Me Susane glaubt sich an einen beglückenden Nachmittag zu erinnern – aber kann sie ihrer Erinnerung trauen? Vater hegte schon damals die wüstesten Vermutungen und Mutter erschrickt noch immer, als Me Susane sie darauf anspricht und fragt, ob die Familie damals wirklich Principaux geheißen habe. Die Erinnerung bleibt unscharf. Me Susane hat all die Jahre nie daran gedacht. Sie hat studiert und nach ersten Lehrjahren eine eigene Kanzlei eröffnet. Eine erste Beziehung scheiterte, doch sie ist mit ihrem Ex Rudy und mit Lila, seiner Tochter aus zweiter Ehe, freundschaftlich verbunden geblieben. Ja, sie bilden so etwas wie eine kleine Familie, zu der auch Me Susanes Eltern zählen sowie Sharon, die Haushalthilfe aus Mauritius. Aber natürlich trügt dieser Eindruck. Die Einhelligkeit zerbricht, als Sharon auf Lila acht gibt und sie zu ihrer Arbeit im Haushalt einer älteren Dame namens Principaux mitnimmt, trotz Me Susanes dringlicher Bitten und Bedenken, weil sie glaubt, dass die Dame etwas mit Gilles Principaux zu tun habe. An diesem Punkt überlagern sich auf einmal die vermeintlich glückliche Erinnerung und lauernde Angst. Auch wenn völlig ungewiss bleibt, ob die Namensähnlichkeit irgendeine Bedeutung hat und Gilles wirklich der Junge von damals ist, glaubt Me Susane obsessiv daran.

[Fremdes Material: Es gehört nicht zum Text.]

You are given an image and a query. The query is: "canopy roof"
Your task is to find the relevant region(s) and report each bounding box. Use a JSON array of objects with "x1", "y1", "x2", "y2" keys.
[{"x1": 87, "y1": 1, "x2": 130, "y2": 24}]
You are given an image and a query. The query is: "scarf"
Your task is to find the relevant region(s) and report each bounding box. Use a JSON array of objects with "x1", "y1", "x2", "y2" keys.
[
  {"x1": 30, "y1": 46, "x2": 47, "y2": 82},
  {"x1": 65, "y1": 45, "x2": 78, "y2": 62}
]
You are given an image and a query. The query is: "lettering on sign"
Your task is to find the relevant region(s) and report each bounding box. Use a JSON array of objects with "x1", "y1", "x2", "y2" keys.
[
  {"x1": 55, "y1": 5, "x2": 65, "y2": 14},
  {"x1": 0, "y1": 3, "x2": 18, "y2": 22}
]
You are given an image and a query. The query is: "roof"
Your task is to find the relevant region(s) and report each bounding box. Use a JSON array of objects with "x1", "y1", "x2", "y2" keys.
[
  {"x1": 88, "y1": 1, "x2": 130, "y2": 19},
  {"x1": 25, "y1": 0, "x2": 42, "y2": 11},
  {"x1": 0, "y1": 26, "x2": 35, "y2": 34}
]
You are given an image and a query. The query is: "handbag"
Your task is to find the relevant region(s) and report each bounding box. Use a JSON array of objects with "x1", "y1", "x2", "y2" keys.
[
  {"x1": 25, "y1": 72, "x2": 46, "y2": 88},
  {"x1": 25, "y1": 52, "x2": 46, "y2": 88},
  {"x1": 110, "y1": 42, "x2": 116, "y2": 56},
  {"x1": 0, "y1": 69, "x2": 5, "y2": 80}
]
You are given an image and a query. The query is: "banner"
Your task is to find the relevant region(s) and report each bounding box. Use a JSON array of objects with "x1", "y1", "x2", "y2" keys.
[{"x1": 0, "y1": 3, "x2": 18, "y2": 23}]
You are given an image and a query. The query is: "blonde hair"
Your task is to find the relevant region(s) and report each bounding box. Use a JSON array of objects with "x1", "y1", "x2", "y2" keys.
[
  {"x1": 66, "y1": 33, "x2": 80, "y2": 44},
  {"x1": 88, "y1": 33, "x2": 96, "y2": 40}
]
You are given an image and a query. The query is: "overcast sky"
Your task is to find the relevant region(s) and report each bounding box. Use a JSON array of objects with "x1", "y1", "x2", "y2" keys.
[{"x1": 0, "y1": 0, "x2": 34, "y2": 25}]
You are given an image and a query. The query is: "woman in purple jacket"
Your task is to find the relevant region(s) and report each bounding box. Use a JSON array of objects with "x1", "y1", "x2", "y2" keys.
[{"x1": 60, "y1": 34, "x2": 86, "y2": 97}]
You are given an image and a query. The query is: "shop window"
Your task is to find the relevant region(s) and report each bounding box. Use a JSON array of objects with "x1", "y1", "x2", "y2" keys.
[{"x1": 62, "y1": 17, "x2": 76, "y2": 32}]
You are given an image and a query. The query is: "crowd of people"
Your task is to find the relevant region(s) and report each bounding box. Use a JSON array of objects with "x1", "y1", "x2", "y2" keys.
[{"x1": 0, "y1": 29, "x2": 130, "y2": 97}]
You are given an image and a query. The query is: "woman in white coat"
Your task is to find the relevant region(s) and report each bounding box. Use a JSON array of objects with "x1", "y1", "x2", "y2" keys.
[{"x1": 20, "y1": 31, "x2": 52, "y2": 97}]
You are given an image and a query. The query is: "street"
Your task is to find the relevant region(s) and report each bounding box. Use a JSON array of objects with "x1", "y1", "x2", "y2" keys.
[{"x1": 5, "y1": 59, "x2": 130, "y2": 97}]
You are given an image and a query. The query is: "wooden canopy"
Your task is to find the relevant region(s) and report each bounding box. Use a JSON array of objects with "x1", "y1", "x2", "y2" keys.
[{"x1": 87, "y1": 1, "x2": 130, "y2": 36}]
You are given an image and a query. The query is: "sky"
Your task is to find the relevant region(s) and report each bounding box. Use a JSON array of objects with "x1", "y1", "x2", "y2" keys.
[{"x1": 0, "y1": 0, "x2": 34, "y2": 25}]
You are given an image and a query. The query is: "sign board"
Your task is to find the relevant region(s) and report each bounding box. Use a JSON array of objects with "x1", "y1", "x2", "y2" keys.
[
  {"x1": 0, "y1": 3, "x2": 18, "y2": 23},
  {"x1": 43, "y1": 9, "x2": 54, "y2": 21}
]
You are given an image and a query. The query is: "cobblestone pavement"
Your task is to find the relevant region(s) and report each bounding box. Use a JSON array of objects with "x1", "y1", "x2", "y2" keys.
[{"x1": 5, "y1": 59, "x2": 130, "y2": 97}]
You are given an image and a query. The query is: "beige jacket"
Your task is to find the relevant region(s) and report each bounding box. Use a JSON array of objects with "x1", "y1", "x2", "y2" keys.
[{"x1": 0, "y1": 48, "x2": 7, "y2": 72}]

Marie NDiaye erzählt ihre Geschichte mit jener „trockenen Unbestechlichkeit“, wie sie Me Susane an der spröden Schwägerin von Sharon bewundert, als sie wegen Sharon mit ihr Kontakt aufnimmt. Es ist gerade diese Nüchternheit, die dem Roman seine Spannung verleiht und obendrein eine unterschwellige Komik, was das verzwickte Verhältnis von Me Susane zu Sharon betrifft. Während sich Me Susane große Mühe gibt, ihre Haushaltshilfe zuvorkommend zu behandeln und sie generös entlöhnt, umsorgt Sharon ihre Dienstherrin beflissen und nutzt sie zugleich frech aus. Me Susane ist darob bekümmert, weil sie, die kinderlos geblieben ist, zu spüren glaubt, dass die vitale Immigrantin aus der ehemaligen Kolonie sie auch ein wenig verachtet. Diese turbulente Gefühlswelt wird von NDiaye kühl ausgeleuchtet. Die psychische Fragilität ihrer Protagonistin findet Ausdruck in einem verwirrenden Geflecht von Verdacht, Mutmaßung, Missverständnis und ihren äußerlichen Signalen.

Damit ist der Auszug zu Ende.